I hope you write a sequel on your college years and that it will include stories of the student activism of the 60s. My most poignant memory of the EMC (now EMU) campus at that time was student unity in a fund raising effort to build a new library. They did it! This gained national attention at a time students in many colleges and universities were engaged in riots and destruction as a means of protesting “the establishment.”
Lynette,
Thanks so much for this comment. I will definitely want to delve into that story, which took place my senior year. Tell me more about you! If you want to email instead of coming back here: shirley.showalter(at) gmail.com
I add another vote for your sequel. The 60s was indeed an exciting era to be alive. The first half (with the civil rights struggle in the far away south) was different from the second half (the anti Vietnam War activism right in my own backyard.) But both helped me grow up to believe that I needed to take a stand, somewhere. Now, after reading your many Comments here, I’m tempted to start my own memoir of the 60s, just as soon as I get this current Peace Corps memoir off the presses. Off to work.

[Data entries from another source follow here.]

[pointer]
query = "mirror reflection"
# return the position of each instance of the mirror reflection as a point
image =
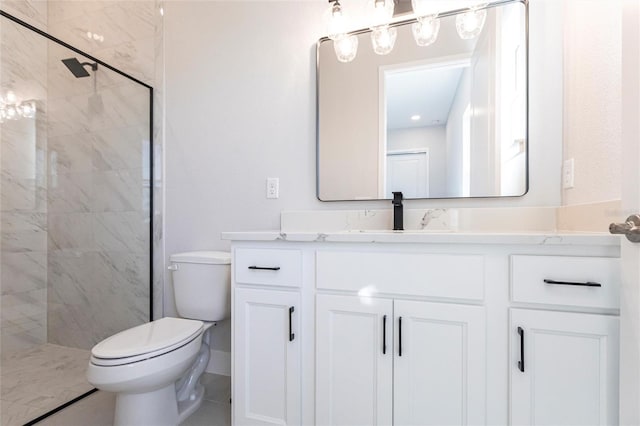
(440, 121)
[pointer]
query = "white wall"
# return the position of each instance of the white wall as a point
(592, 88)
(240, 107)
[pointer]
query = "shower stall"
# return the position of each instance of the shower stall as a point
(75, 215)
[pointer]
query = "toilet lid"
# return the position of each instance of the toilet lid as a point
(150, 339)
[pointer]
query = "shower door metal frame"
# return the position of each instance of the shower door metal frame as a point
(151, 175)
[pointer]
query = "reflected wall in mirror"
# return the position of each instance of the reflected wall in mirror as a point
(447, 120)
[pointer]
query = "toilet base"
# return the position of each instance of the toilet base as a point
(188, 407)
(157, 408)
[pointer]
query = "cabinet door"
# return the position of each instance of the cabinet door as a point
(266, 357)
(570, 364)
(353, 366)
(439, 364)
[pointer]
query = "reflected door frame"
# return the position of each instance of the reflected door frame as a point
(452, 61)
(423, 176)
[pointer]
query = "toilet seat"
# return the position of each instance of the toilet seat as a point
(146, 341)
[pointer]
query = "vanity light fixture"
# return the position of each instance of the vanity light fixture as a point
(470, 23)
(383, 36)
(11, 109)
(345, 45)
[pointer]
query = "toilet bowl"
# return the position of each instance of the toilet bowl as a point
(154, 368)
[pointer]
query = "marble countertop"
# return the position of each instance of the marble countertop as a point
(384, 236)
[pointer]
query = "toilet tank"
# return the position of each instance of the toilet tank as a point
(202, 284)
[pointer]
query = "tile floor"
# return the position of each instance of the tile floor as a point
(97, 409)
(60, 373)
(35, 381)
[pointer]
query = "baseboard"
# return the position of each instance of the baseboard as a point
(219, 363)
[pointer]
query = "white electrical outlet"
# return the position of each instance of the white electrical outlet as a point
(273, 187)
(568, 174)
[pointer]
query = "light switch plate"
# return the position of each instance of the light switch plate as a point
(568, 174)
(273, 187)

Thanks, Janet. Sounds like you have some great sixties stories. Let’s stay in touch as we both try to navigate how to tell stories and elicit stories from others.
I can tell you’ve lived a life of adventure. Glad to be in your village!
I graduated from college in ’61 and became a father shortly (a little too shortly) after that. But then they started drafting fathers too, as long as they were under a certain age, and I was one year older. But then they began to raise the age, one year at a time, and I was always one year older than the minimum. By then I was a full-time graduate student, finally, getting my doctorate in ’69. I began teaching at my first university job when the student strikes began.
I never thought it as an exciting time, more like a kind of mass hysteria that I sympathized with. It was just wild.
Sounds like you stayed just ahead of the crowd the whole way though this decade, Woody. Thanks for sharing your story. I hope you’ll come back and share more of it. That hint about becoming a father early and also about your work in the university interests me. So does your distinction between hysteria and excitement. You gave me a lot to think about in one comment!
I am completely new at this writing business and I don’t know how much I might get involved but I do enjoy reading the posts. I would be interested in the sequel to “Blush”.
Glen, the neat thing about writing is that we can learn a lot from reading, and we can share our stories in many ways. Thanks for stopping by. I’m honored by your presence.